The Bali summit will focus on three main areas — global health, digital economic transformation and energy transition.
The underlying theme of the summit is Recover Together, Recover Stronger.
But what is the G20 and why does it matter?
What is the G20?
The G20 is an all-purpose platform for diplomacy.
The group comprises Argentina, Australia, Brazil, Canada, China, France, Germany, India, Indonesia, Italy, Japan, Mexico, Russia, Saudi Arabia, South Africa, South Korea, Turkey, the UK the US and the EU.
Spain is a permanent guest, as are the UN, the African Union, the Association of South-East Asian Nations (Asean) and the World Bank.
Members account for more than four-fifths of the world’s GDP, three-quarters of its trade and three-fifths of its population.
How does the summit work?
Every year, the host nation — known as the Presidency — invites guest countries and global and local organisations to participate, broadening the forum’s representation.
This year, Indonesia has invited the UAE, Singapore, Cambodia and Ukraine. The full list is yet to be released.
How often does the G20 meet?
The Presidency rotates, with the host country working together with its predecessor and successor, known as the Troika, to ensure continuity.
Italy, Indonesia, and India make this year’s Troika.

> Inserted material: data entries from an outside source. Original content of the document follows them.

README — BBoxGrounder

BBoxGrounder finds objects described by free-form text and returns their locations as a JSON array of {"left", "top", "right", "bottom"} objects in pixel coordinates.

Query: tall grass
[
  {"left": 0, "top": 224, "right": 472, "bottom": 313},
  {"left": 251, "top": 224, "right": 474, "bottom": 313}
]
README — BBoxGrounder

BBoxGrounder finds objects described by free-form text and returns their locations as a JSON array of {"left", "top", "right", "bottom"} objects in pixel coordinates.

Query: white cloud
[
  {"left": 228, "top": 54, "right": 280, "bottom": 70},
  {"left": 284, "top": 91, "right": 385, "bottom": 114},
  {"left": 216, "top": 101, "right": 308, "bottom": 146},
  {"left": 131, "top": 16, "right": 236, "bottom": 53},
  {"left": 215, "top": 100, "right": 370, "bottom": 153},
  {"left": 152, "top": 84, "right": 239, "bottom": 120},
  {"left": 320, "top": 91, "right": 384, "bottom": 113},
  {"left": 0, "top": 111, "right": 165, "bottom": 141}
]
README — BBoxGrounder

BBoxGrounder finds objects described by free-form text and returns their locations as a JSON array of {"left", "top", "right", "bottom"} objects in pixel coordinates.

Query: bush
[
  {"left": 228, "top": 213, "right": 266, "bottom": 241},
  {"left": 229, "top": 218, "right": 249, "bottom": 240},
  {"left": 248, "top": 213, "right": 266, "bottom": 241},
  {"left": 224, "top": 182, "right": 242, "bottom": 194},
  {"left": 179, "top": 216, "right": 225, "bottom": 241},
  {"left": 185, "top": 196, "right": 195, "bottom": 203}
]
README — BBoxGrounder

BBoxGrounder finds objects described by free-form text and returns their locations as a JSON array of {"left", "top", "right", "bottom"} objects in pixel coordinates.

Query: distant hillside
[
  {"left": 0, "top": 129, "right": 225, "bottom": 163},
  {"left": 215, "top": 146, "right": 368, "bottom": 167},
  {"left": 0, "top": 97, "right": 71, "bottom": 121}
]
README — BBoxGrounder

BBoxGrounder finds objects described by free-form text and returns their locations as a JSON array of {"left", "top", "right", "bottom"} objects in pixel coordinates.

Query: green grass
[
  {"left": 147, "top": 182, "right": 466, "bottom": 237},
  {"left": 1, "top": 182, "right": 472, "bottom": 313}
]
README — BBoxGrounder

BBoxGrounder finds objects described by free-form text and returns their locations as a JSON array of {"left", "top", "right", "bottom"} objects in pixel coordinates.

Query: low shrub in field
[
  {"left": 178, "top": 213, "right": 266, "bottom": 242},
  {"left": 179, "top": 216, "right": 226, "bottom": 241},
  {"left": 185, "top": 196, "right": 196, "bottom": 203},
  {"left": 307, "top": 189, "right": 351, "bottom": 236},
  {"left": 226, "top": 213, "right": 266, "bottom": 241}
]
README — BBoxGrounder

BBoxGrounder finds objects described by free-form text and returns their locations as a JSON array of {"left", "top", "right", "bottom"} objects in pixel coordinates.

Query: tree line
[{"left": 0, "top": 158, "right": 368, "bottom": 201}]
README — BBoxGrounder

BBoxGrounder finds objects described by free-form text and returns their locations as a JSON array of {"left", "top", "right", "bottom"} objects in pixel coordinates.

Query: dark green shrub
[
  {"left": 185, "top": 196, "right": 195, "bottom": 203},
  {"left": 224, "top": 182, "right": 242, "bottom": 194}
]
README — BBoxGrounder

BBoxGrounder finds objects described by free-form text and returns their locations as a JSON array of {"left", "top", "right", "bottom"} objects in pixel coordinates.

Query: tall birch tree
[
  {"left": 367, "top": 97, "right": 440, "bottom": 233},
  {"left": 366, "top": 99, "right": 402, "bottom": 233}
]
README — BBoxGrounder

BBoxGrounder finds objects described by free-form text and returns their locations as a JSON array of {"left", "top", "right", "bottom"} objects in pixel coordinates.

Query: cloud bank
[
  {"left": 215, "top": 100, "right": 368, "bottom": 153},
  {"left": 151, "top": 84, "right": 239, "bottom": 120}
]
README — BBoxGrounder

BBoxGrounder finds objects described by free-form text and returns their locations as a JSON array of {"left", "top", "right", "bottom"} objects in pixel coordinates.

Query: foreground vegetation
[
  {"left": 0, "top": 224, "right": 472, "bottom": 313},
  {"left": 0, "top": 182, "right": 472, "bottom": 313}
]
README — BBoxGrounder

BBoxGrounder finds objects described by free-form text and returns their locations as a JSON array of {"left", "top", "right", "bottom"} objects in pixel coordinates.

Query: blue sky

The G20 initially met twice a year, but has been meeting once a year since 2011.
Having no permanent secretariat, the group’s agenda and co-ordination is done by the leaders’ personal representatives, known as sherpas, together with finance ministers and central bank governors.
Meetings among trade ministers, finance ministers and central bank governors set the agenda and culminate into the main conference.
How does it work?
At the end of the conference, a statement of the commitments and the visions is drafted from the chosen recommendations and deliverables arrived at the meetings.
Nothing is binding, though, and there is no enforcement beyond peer pressure.
Most of what is announced at the summit has been decided in pre-summit talks between the officials who do the diplomatic work for the leaders who attend the main summit.
The G20 has often been called a gabfest, where leaders talk aplenty, but achieve very little.